XXXIII. Clinical Presentation of Gout [S37]
a. Initial attack often in great toe or any joint
b. Acute attacks peak: 1-2 days; lasts 7-10 days
c. Risk factors for gout attack: alcohol consumption, obesity, hypertension
d. Tophi occur approximately 12 years after initial attack
i. Tophi are the deposition of the uric acid.
e. Nodular masses of monosodium urate cyrstals deposited in soft tissues
XXXIV. [S38]
a. Initial treatment is via NSAIDs, especially Indomethacin.
b. You can also add colchicines.
c. If NSAIDs and colchicines don’t work, then go to glucocorticoids.

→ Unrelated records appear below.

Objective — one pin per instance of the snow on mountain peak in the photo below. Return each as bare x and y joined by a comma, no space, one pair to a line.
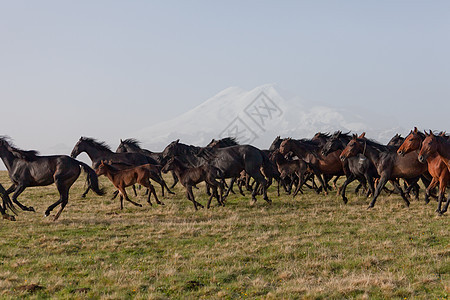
253,117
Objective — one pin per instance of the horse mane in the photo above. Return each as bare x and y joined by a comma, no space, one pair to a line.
28,155
132,142
339,135
374,144
99,145
322,135
230,141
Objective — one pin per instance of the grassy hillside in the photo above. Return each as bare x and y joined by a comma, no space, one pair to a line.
312,247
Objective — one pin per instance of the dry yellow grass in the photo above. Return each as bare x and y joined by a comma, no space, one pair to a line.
312,247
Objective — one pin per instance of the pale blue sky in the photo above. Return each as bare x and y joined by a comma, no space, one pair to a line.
108,68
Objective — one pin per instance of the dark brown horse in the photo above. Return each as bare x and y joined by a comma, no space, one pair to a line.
190,176
121,178
6,204
289,169
230,161
134,146
310,152
98,151
433,144
436,166
27,169
389,165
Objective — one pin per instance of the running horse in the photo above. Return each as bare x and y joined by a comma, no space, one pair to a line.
436,144
99,151
27,169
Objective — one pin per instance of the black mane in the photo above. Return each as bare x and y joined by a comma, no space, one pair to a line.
132,142
28,155
99,145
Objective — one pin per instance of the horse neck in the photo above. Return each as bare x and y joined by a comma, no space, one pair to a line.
444,149
371,153
179,169
8,158
94,153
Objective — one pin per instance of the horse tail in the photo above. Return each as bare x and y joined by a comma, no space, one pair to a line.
7,203
92,178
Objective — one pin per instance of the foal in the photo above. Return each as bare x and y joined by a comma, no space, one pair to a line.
189,177
289,168
127,177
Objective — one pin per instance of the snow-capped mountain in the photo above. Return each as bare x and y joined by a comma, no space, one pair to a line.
257,117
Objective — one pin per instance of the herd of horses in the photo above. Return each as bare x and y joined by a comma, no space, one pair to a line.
293,163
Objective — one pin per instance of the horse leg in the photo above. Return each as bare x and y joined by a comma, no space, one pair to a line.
85,192
64,198
446,204
433,183
124,193
153,191
347,181
175,180
19,189
402,194
116,192
381,183
121,201
230,187
191,197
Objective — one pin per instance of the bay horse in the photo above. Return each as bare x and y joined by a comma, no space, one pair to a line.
436,166
289,169
357,167
389,165
190,176
98,151
310,152
134,146
6,204
121,178
230,161
436,144
27,169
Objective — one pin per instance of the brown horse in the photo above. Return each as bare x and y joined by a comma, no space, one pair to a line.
433,144
310,152
6,204
289,169
190,176
389,165
436,166
127,177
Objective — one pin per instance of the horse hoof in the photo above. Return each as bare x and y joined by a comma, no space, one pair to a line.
8,217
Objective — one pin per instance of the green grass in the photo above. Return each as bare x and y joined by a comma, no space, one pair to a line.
312,247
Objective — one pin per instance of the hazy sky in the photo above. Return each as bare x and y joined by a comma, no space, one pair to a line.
108,68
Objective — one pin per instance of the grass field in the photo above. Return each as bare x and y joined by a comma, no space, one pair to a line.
313,247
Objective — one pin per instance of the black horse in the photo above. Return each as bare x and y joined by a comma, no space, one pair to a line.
230,161
27,169
133,146
6,204
98,151
357,167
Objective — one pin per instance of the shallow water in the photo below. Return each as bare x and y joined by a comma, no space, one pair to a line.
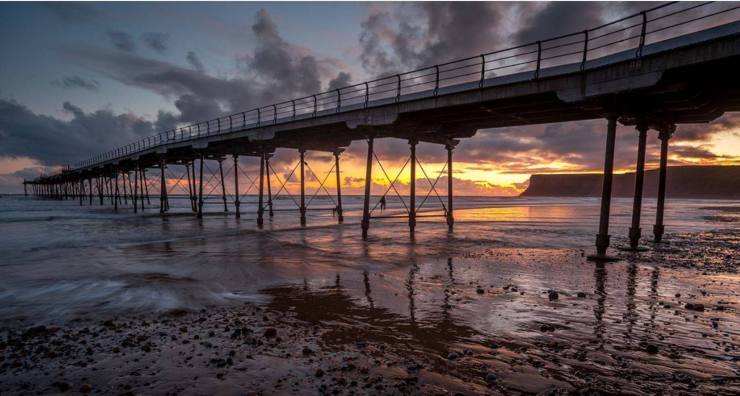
60,259
458,305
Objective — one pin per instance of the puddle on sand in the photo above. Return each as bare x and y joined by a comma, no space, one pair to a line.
617,328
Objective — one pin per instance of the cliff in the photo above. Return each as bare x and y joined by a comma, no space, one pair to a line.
718,182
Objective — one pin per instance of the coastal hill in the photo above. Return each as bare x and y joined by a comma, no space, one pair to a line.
718,182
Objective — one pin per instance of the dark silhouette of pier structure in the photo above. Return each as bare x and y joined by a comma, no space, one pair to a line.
672,64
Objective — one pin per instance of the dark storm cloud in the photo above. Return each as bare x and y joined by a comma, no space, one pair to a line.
561,17
194,61
418,34
53,141
121,40
193,108
156,41
277,66
277,70
73,12
693,152
78,82
395,38
342,80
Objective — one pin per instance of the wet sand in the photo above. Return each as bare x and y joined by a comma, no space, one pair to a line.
118,303
493,321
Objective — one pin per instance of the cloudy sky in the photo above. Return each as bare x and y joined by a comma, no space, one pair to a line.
81,78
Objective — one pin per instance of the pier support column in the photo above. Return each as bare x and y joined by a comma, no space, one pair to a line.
368,181
191,185
340,214
412,186
260,199
658,229
602,239
635,230
135,191
145,185
143,189
162,186
269,187
125,190
236,186
450,215
223,185
101,190
116,195
303,186
200,188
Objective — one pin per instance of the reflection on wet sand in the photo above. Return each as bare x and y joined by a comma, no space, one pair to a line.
534,345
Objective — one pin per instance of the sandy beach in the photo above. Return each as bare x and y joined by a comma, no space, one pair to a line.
493,320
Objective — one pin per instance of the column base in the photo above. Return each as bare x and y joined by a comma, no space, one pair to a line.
602,243
633,249
658,230
601,258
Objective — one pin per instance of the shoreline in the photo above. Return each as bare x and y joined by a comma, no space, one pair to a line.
356,346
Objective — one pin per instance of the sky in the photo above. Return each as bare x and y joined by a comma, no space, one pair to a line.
77,79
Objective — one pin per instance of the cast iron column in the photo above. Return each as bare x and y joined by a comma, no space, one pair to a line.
135,191
368,181
260,200
269,187
602,239
450,216
412,185
236,186
340,215
200,188
145,185
116,193
635,230
303,187
162,186
223,186
658,228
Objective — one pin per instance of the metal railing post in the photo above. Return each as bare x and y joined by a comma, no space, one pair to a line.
367,94
539,60
398,87
482,70
436,80
585,50
638,53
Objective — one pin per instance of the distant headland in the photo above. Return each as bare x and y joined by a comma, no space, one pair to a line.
714,182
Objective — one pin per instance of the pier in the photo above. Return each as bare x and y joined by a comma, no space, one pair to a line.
673,64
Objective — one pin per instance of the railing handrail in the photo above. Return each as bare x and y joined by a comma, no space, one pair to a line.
334,99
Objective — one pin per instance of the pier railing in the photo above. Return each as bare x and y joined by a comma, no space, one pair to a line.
656,24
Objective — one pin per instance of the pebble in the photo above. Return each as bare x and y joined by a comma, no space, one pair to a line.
695,307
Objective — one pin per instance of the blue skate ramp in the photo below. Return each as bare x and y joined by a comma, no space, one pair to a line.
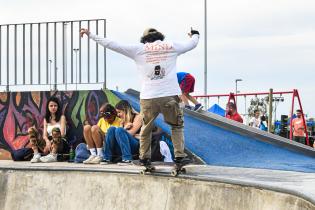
222,142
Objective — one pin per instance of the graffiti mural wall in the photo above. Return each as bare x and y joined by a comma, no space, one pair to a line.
21,110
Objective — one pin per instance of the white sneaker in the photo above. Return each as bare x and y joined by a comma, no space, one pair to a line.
96,160
88,161
36,158
49,158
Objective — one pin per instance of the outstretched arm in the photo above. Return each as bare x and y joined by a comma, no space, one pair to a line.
189,45
127,50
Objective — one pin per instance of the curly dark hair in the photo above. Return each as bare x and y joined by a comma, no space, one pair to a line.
152,36
58,112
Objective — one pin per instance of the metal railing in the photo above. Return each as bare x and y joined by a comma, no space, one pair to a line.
52,55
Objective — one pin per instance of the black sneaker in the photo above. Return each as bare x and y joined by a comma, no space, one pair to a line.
145,162
182,160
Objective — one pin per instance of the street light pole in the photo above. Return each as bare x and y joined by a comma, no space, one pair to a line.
237,80
50,61
206,54
76,50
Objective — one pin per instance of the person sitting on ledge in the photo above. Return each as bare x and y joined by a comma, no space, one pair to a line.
95,134
232,114
53,140
124,141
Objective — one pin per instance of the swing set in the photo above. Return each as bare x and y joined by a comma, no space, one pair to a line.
232,97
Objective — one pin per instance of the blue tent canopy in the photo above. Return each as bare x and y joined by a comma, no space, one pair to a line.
216,109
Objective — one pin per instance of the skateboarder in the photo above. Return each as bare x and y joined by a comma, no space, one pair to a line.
156,62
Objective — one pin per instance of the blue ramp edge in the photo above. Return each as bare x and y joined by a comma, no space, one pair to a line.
217,146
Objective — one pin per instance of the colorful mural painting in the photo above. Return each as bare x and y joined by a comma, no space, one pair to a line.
21,110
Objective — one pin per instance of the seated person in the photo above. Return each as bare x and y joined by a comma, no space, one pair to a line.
95,134
232,114
53,140
255,120
263,123
124,140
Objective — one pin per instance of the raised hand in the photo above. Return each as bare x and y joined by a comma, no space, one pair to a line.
84,31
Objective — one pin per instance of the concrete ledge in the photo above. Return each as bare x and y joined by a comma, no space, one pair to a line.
244,130
77,186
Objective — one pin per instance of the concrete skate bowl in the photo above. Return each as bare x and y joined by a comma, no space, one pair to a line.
76,189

d. We try to prevent an episode.
XXXV. Colchicine [S39,40]
a. Colchicine-one of the first agents used to treat an acute attack. It is an anti-mitotic. It can bind to intracellular
proteins, tubulins, and prevent polymerization. It arrests proinflammatory mediators and keeps them from
moving into the site of inflammation. It can be considered an anti-inflammatory.
b. Usually one of the first drugs put on the regimen of treatment.
c. It is only an anti-inflammatory only. It doesn’t have any analgesic effects, and that’s why we’d add
Indomethacin.
d. ASE: nausea, vomiting, abdominal pain and diarrhea
XXXVI. Uricosurics [S41]
a. Increase excretion of uric acid by increasing renal excretion-if we can get rid of uric acid that’s a treatment
method
b. Weak acid which completes with uric acid for reabsorption in proximal tubule
c. Initially increase urate-can actually compete with the tubular secretion of uric acid so Colchicine may be given
early on in case an attack comes
XXXVII. Probenecid [S42]
a. Can block the tubular secretion of other drugs
b. A gout patient on this chronically you can get elevated levels of penicillins and cephalosporins, so be careful if
you write for an antibiotic and the patient is on this.
XXXVIII.
Sulfinpyrazone [S43]
i. A non-steroidal reject.
ii. Some pronounced uricosuric properties.
XXXIX. Allopurinol [S44]
a. It Inhibits xanthine oxidase
b. Impairs the conversion of hypoxanthine to xanthine to uric acid
c. You have more water-soluble products that can be eliminated.
d. Used most often and chronically for the prevention of gout.